亜炭廃坑を抱える御嵩町は、災害時に避難所となる施設の地盤を調査する事業費を新年度予算に盛り込む方針を固めた。事業費の3分の2は、鉱害復旧のための基金でまかなう。石炭産地などの鉱害復旧のための基金は全国12県に設置されているが、まだ被害が起きていない場所の調査に基金を充てるのは、全国でも初めてのケースとなる。(高木文子)
今回の調査について、渡辺公夫町長は「将来的に地下の充填(じゅう・てん)(穴埋め)を試験実施することも視野にした前向きな調査」と位置付ける。町内にある小中学校、公民館など23カ所の避難所のどこを対象にするのか、検討を進めている。
町の市街地の4割は亜炭層で、多くの廃坑を抱える。昨年9月には東西40メートル、南北30メートルにわたる陥没があり、住宅や畑が被害を受けた。
02年度に設置された鉱害復旧のための基金には、被害が出る前に調査や対策を取る仕組みがなかった。
柳川喜郎前町長は「国に予防策を働きかけたい」と、02年から町独自の調査を実施。東海地震により、町内の30メートルより浅い個所で153カ所の陥没の恐れがあると分かった。05年には金子一義議員が、衆院予算委員会で「防災面で放置できない問題」と指摘した。
県と国が協議し、07年度から県内4市町が災害避難所の調査に1250万円ずつ使える仕組みが出来た。
県内で調査費を使える瑞浪、可児、中津川の各市は静観の構えだ。「避難所の地下に坑道がない」(瑞浪市)、「地価にもかかわる非常にデリケートな問題。

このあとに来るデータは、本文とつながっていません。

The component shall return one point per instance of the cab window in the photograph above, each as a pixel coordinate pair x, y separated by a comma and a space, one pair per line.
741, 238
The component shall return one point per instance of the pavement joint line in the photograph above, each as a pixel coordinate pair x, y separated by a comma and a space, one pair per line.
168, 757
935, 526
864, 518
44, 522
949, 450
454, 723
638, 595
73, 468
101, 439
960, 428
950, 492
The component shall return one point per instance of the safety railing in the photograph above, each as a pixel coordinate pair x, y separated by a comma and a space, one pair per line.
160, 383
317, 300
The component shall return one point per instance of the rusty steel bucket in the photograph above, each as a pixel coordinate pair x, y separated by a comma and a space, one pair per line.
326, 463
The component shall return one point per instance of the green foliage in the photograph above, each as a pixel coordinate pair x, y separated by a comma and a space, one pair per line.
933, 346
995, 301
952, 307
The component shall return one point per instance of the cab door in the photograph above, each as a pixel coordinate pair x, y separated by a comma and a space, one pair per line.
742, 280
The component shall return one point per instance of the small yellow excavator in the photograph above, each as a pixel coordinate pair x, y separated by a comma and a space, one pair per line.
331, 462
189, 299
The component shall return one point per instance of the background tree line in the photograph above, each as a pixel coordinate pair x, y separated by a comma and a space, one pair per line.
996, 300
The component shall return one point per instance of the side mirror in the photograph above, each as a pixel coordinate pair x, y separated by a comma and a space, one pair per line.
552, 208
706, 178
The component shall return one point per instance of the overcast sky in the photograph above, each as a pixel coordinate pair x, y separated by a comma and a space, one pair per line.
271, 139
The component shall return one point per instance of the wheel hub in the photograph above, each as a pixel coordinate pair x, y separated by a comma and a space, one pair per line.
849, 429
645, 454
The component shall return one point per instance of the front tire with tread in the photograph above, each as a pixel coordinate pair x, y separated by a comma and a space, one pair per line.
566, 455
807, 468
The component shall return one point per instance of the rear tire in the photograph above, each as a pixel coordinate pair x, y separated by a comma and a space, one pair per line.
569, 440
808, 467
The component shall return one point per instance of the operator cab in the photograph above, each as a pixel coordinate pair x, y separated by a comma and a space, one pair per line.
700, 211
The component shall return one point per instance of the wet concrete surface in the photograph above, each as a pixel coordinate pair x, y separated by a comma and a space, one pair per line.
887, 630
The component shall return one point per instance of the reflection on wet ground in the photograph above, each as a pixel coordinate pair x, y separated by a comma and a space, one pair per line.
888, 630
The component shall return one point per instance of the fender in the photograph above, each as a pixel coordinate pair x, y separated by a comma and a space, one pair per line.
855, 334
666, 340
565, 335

地元の区長が住民全体の意向を取りまとめて要望を出せば、対応を考える」(中津川市)などとする。
防災の観点から基金を使うのは、全国でも初めてになる。「ほとんどの県が基金を取り崩して復旧費に充てている状態」(NEDO=新エネルギー・産業技術総合開発機構)だからだ。
基金ができた02年度当時、全国の鉱害復旧費の9割を占めた福岡県は、06年度の復旧費は8億3千万円で、基金の残高は358億円。02年度から約26億円を取り崩した。管理する特定鉱害復旧事業センター(福岡市)は「復旧工事で手いっぱい。防災面まで考えがいっていない」と話す。
◆傾く家、地下の対策なく
一方、鉱害の被害者や御嵩町は、基金とは別の救済の仕組みを訴える。
1月下旬。9月の陥没で家の床が傾くなどした佐々木宏さん(62)が、基金を管理する県産業経済振興センターと話し合った。

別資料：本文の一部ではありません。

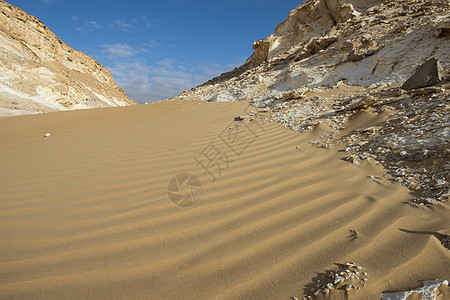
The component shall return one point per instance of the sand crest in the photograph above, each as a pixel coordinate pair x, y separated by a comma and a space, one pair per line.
85, 213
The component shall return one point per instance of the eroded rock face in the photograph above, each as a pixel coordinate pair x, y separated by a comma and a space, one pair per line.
40, 73
362, 43
427, 74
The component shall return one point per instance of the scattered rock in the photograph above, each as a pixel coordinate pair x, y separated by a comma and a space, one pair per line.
428, 291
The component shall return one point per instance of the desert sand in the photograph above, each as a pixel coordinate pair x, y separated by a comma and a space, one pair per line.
85, 213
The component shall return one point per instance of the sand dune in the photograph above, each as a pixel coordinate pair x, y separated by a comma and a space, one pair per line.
85, 213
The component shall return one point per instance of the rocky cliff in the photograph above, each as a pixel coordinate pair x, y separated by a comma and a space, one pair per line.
323, 42
40, 73
382, 62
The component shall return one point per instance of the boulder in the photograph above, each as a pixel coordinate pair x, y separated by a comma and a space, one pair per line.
427, 74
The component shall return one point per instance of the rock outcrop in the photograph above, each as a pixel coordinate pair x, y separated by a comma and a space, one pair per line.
332, 59
40, 73
430, 73
361, 42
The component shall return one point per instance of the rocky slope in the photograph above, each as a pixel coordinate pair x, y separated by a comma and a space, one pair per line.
333, 59
333, 63
40, 73
365, 43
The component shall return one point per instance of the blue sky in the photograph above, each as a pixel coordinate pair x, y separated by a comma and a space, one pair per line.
157, 49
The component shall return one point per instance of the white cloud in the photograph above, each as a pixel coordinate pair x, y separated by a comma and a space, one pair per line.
88, 25
122, 25
144, 83
118, 50
152, 44
168, 63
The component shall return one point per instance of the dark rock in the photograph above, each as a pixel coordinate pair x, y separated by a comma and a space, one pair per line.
429, 73
353, 56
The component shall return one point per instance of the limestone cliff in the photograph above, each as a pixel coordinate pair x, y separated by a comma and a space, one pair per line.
333, 60
40, 73
322, 42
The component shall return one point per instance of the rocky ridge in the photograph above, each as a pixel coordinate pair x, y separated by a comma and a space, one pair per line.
332, 60
40, 73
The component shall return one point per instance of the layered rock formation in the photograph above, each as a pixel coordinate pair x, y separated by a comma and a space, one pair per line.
40, 73
360, 42
332, 60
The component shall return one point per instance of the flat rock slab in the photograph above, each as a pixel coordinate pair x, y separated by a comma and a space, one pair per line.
429, 73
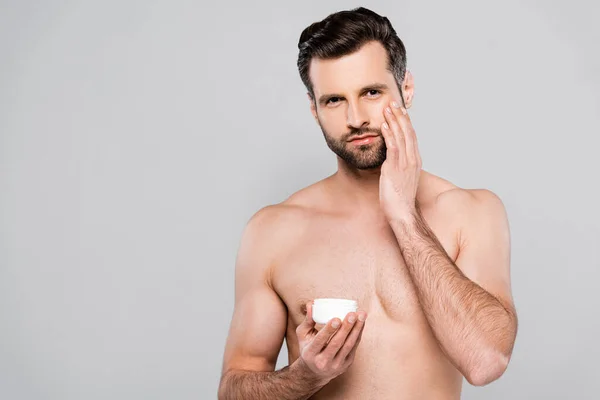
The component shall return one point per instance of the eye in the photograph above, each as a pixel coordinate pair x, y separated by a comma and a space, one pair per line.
332, 100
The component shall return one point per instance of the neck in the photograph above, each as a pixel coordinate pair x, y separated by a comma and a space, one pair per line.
359, 189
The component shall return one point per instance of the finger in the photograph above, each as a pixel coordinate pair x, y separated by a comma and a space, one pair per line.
338, 340
323, 337
308, 324
410, 137
353, 338
390, 142
396, 129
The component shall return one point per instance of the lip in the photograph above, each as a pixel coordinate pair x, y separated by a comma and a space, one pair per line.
365, 139
362, 137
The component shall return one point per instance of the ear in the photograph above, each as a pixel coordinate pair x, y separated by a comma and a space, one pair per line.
408, 88
313, 110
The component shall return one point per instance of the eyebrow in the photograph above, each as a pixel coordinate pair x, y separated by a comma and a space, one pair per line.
375, 86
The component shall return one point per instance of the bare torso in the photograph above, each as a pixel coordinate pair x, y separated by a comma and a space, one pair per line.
331, 252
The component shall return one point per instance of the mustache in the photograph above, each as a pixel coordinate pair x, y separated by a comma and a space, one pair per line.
362, 131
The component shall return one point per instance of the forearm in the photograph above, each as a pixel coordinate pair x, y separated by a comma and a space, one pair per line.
473, 327
288, 383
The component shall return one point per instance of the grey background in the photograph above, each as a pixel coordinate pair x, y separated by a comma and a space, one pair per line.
137, 138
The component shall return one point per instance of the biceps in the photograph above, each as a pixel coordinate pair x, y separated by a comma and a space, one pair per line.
257, 331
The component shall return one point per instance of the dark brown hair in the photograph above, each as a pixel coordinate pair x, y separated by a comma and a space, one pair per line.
343, 33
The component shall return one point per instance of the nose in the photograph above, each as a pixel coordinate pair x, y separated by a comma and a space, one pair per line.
357, 116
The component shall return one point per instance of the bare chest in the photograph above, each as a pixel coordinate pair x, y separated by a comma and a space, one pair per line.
355, 260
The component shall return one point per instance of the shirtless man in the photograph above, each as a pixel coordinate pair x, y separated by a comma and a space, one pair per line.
427, 261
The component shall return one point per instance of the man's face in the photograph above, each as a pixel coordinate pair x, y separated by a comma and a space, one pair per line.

同センターの業務規定で、復旧対象は家屋の傷みだけ。地下に陥没の原因となった廃坑が走っていても「予防措置にあたる」として埋められない。妻すみ子さん(57)は「また陥没が起きたら……。次は、家がつぶれてしまうんじゃないかって」。肩を落とした。
「被害者の心情はよく分かる。だが予防に道を開けば(被害が多い)九州は大変なことになる。『パンドラの箱』を開けるようなもの」と、ある職員は明かす。

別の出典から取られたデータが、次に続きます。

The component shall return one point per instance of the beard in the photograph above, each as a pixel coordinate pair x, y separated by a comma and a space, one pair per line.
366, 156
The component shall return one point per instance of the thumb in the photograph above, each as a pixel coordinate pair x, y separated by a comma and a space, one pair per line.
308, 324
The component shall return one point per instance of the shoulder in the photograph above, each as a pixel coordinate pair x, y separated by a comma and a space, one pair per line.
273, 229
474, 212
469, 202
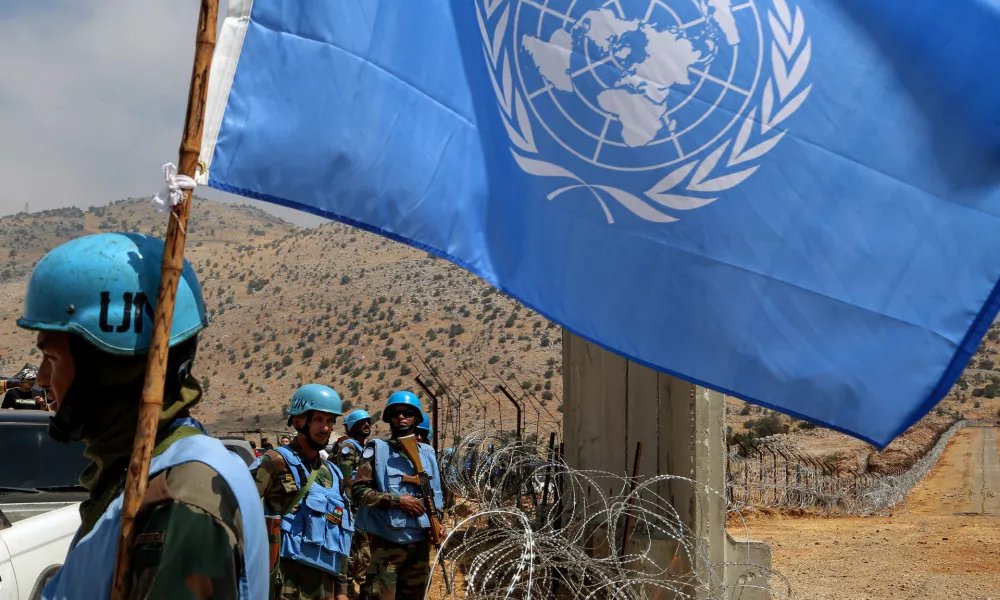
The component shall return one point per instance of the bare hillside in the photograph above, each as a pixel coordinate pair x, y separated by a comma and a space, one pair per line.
333, 305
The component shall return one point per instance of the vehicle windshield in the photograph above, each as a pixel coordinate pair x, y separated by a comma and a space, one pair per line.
30, 459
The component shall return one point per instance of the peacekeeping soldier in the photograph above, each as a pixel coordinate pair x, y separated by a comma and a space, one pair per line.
307, 494
200, 529
425, 433
357, 426
392, 511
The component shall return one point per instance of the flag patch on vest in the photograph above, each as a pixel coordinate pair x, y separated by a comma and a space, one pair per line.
336, 517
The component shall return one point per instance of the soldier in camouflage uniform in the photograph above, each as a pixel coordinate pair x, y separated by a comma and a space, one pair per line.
390, 509
347, 452
199, 530
282, 474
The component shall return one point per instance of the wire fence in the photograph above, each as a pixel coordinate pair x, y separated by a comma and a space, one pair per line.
771, 474
528, 526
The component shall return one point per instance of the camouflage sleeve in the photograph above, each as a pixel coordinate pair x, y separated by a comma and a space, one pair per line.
190, 538
363, 490
272, 485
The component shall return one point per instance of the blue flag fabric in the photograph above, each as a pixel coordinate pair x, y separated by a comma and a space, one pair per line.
795, 202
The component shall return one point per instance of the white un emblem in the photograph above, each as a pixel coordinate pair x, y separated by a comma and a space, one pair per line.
676, 98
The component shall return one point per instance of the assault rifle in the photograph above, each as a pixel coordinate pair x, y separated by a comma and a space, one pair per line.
411, 449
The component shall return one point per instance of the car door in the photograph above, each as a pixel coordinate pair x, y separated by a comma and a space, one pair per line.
8, 584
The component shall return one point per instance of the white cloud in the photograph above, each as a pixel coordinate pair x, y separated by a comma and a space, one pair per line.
92, 99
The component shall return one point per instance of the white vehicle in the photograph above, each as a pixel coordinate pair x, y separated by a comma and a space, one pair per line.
39, 502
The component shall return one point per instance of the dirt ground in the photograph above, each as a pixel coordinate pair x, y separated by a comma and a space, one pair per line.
945, 544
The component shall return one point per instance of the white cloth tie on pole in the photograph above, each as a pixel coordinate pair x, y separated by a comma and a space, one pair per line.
173, 194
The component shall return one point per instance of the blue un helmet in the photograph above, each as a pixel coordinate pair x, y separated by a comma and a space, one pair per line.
313, 396
103, 288
354, 418
400, 398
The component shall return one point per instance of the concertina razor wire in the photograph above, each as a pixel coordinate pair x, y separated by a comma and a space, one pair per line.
528, 526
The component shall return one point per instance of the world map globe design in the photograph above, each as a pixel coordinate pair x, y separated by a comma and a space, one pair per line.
637, 85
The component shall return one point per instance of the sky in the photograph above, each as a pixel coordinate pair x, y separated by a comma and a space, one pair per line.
92, 101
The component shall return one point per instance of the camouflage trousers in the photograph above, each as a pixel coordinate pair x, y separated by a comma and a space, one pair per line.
397, 571
301, 582
357, 566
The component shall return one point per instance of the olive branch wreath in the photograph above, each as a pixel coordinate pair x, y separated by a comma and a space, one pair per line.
791, 52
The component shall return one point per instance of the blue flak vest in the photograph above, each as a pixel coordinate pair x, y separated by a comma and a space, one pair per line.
394, 524
318, 531
90, 564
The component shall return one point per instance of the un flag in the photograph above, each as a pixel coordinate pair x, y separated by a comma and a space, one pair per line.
793, 201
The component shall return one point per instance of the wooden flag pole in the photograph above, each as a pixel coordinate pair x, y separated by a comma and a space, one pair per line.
170, 273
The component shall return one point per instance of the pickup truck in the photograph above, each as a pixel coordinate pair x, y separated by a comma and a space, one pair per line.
39, 502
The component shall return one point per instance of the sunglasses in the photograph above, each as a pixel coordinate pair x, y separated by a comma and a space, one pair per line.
402, 413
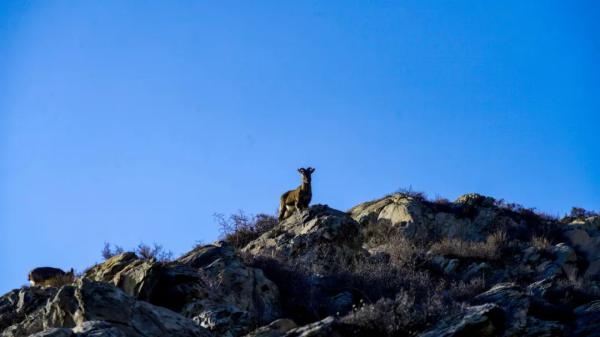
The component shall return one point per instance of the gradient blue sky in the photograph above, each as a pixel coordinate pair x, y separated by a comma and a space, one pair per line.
130, 121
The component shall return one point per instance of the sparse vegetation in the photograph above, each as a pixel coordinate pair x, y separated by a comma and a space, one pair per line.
144, 251
109, 251
240, 228
156, 252
491, 249
578, 213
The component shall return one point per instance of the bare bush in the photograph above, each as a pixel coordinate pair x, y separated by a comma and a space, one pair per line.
239, 228
409, 192
155, 252
540, 242
491, 249
108, 251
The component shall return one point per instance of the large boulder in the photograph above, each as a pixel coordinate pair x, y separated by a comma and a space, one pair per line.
210, 285
584, 236
133, 275
319, 237
471, 217
238, 296
91, 308
21, 310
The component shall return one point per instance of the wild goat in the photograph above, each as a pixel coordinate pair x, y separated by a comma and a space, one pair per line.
50, 277
299, 198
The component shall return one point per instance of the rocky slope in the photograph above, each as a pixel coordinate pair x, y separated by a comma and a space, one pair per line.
397, 266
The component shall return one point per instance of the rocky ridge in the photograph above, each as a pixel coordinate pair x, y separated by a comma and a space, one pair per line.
397, 266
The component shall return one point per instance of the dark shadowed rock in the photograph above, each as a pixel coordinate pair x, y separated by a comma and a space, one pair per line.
276, 329
21, 311
482, 320
323, 328
210, 284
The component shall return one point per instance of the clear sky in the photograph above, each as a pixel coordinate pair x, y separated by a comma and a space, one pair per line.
130, 121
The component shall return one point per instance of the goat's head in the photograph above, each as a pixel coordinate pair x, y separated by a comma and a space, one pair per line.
306, 173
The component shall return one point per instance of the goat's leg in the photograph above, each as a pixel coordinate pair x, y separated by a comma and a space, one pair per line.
282, 209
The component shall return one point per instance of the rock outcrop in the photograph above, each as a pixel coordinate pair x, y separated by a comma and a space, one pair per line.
397, 266
320, 237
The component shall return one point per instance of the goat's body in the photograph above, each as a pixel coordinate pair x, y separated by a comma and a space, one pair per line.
296, 200
50, 277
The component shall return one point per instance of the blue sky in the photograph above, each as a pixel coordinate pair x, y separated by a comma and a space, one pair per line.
129, 121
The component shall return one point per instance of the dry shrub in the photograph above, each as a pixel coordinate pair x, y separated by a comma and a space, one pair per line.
156, 252
143, 251
109, 251
401, 251
540, 242
403, 315
491, 249
239, 228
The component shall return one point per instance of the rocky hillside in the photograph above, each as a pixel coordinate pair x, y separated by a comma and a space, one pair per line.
397, 266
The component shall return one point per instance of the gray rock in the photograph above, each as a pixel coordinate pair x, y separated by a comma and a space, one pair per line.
319, 237
21, 311
238, 296
276, 329
102, 302
416, 219
210, 284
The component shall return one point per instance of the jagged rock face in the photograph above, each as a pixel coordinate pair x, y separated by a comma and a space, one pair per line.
471, 217
548, 289
210, 284
21, 310
239, 296
319, 237
91, 308
483, 320
135, 276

今回の現場でも、埋め戻しに数千万円がかかるという。約4億9千万円の基金の運用益では、とてもまかなえない。
さらに、陥没でけがを負った場合も、基金で補償できない。今回は家屋に大きな被害を受けたのが1世帯だけだが「ここで納得出来なければ、次の陥没で同じ目に遭う人が出る。新しい制度が必要」と佐々木さん。
最初の陥没で数ミリだった軒下の亀裂は、4カ月で5センチほどに広がった。一日も早く復旧工事が始まって欲しいが、工事に同意するかどうか決めかねている。
■鉱害 石炭などの採掘による地盤沈下や傾斜で、家が倒れたり土地が陥没したりした被害。かつては国が中心になって復旧にあたったが、「炭坑節」で知られる九州の筑豊地方では、巨額の復旧事業に介入して利益をあさる「鉱害屋」が横行。贈収賄も相次いだ。02年度に岩手、山形、愛知、福岡、長崎など12県で、NEDOと各県による基金が設置された。